We listed the domain and range, illustrated the mapping of input values onto output values, listed ordered pairs, and graphed them.

Viewing a chart as a function was a stretch for some (especially whenever I used the word input–“Input? What are we putting it into?”), but is a step toward breaking math out of isolation and realizing its contented existence beyond the classroom.

# Goals Jotted Down

I remember drafting this post in May, but I guess it never made it out of my drafts folder. Until now, that is!

05/23/13 Here are some goals I jotted down for improving Trigonometry next year.

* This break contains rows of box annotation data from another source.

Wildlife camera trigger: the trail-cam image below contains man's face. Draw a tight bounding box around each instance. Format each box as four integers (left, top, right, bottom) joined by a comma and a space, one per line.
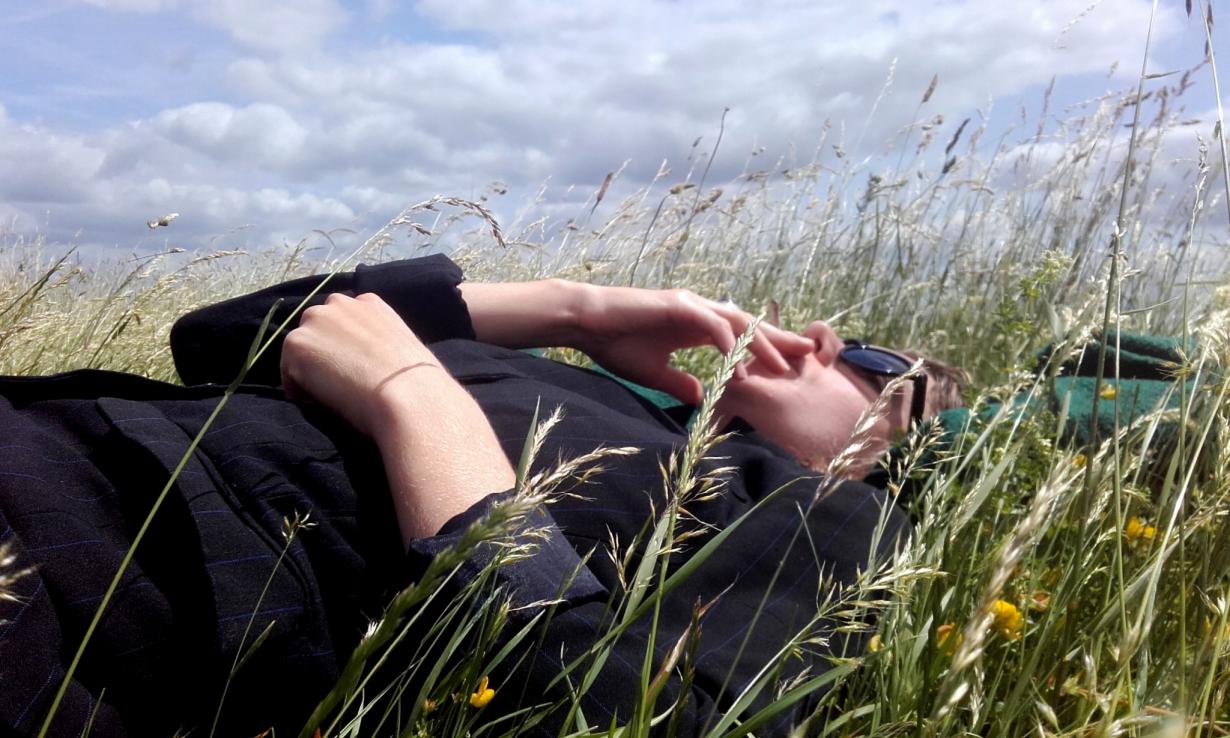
717, 321, 913, 477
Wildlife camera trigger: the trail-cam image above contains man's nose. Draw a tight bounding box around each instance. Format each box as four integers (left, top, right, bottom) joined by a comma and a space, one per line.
803, 320, 844, 367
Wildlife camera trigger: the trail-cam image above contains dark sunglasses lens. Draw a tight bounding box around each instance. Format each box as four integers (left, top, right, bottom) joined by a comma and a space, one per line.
841, 346, 910, 376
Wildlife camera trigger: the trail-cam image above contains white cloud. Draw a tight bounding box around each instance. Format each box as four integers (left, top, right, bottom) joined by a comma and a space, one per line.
0, 0, 1205, 253
192, 0, 348, 52
80, 0, 349, 53
150, 102, 308, 167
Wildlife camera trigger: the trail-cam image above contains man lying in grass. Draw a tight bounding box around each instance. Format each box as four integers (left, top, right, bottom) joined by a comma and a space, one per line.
0, 257, 957, 736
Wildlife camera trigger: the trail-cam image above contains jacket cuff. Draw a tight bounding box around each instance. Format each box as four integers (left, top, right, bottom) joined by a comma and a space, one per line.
407, 491, 608, 620
354, 253, 475, 343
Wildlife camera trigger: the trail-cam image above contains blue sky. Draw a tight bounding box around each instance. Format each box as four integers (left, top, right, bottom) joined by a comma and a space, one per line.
0, 0, 1230, 250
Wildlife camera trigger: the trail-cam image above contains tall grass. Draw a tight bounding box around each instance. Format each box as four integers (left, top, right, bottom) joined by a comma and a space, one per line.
0, 53, 1230, 736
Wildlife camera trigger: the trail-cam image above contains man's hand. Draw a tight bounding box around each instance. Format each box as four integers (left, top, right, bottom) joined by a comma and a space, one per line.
282, 294, 515, 542
576, 287, 815, 403
461, 279, 815, 403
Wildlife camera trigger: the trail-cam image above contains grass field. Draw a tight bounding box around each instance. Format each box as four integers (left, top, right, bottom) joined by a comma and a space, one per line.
0, 38, 1230, 737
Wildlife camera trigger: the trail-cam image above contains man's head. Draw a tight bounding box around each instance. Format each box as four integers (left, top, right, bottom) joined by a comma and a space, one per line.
717, 321, 967, 477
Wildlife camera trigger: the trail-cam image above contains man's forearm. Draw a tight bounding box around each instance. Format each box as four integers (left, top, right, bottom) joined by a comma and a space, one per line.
459, 279, 594, 348
374, 367, 517, 545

1. Set better sections for student notebooks. The notebook sections I required this year were basically useless. Here’s what they should be:
1. Notes and Classwork
2. Homework
3. Quizzes and Tests
4. Journals and Projects
5. Miscellaneous
2. Trigonometry is not bathroom and drinking fountain time (yeah, it was a problem this year)
3. Support the “function box” concept better*
4. Make better intro learning activity for quadratic functions**
5. Emphasize slope as a rate of change
6. Contrast rate of change vs. accumulation
7. More “discuss/work with a partner”
8. Follow through on promise of notebook checks

7/10/13 Of course there are others, it seems hundreds more. Tweak that activity. Improve those notes. Allow them to critique their own presentations. Make sure homework assignments are worthwhile. But at the end of the school year, the bulleted eight were the goals that seemed big, essential.

*7/10/13 After coming across the illustration of inverse functions that I featured here, I’m not sure if I’ll continue to use the function box. I might.

**Number 4 is my primary curricular goal. At the end of last year I set a primary goal to improve the way I taught logarithms, with the result that this year the logarithm unit was one of the best of the whole year. Quadratics are the first non-linear functions my students study so their introduction deserves to be genuinely meaningful. Thus, it receives “primary goal” status.